Recent letters to these columns have both criticised and defended the feminist movement and the notion of women's liberation. Those women who have achieved high positions in business are attacked for neglecting their families while those who serve at home are maligned for burying their talents and being subservient to crass, unfeeling men.
This controversy is very unwelcome and damaging, because it pits two victimised groups against each other and weakens them both, when they should be united against the social forces that harm women and families as a whole.
When machines took the place of muscles, women became more desirable as employees since they were less organised and obstreperous than men, less mobile and less demanding than men and less willing to confront unjust bosses and unfair working conditions.

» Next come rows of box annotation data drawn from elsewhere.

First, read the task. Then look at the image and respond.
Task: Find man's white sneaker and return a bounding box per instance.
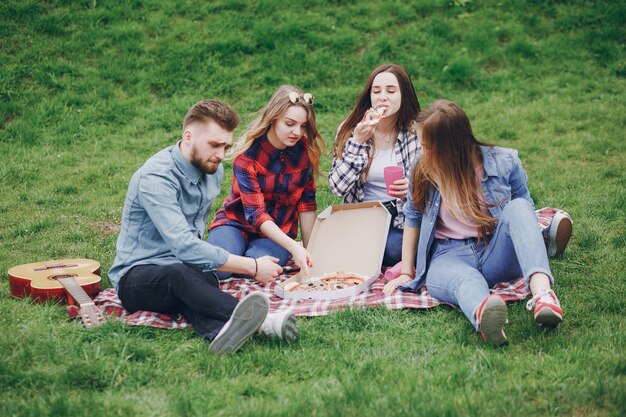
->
[259,309,299,342]
[209,291,270,353]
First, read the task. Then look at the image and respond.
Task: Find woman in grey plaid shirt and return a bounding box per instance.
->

'Suffering in silence' was the ideal female trait sought after by capitalists.
Instead of serving her loved ones, a woman's energies could be directed towards the amassing of wealth for male bosses in huge corporations that dominated modern economies.
A few women, sacrificing feminine identity, could be given token jobs in upper management as sops to their ambition, but the top jobs and highest rewards still went to the male bosses. To the modern corporation, the family is merely the source of labour - a reproductive machine that provides movable bodies for work and disposes of them when they are worn out. Attempts to get corporations to provide long-term after-employment security and a decent old age is fought fiercely by chambers of commerce and other corporate entities.
Perceptive women will note how the most masculine of all social forces - the military machine - now invites women to take part in what is a repressive function. The armies of China, Indonesia, Burma (Myanmar), and most of Latin America are directed at maintaining oppressive status quos where women and their families are made tools of state aggrandisement.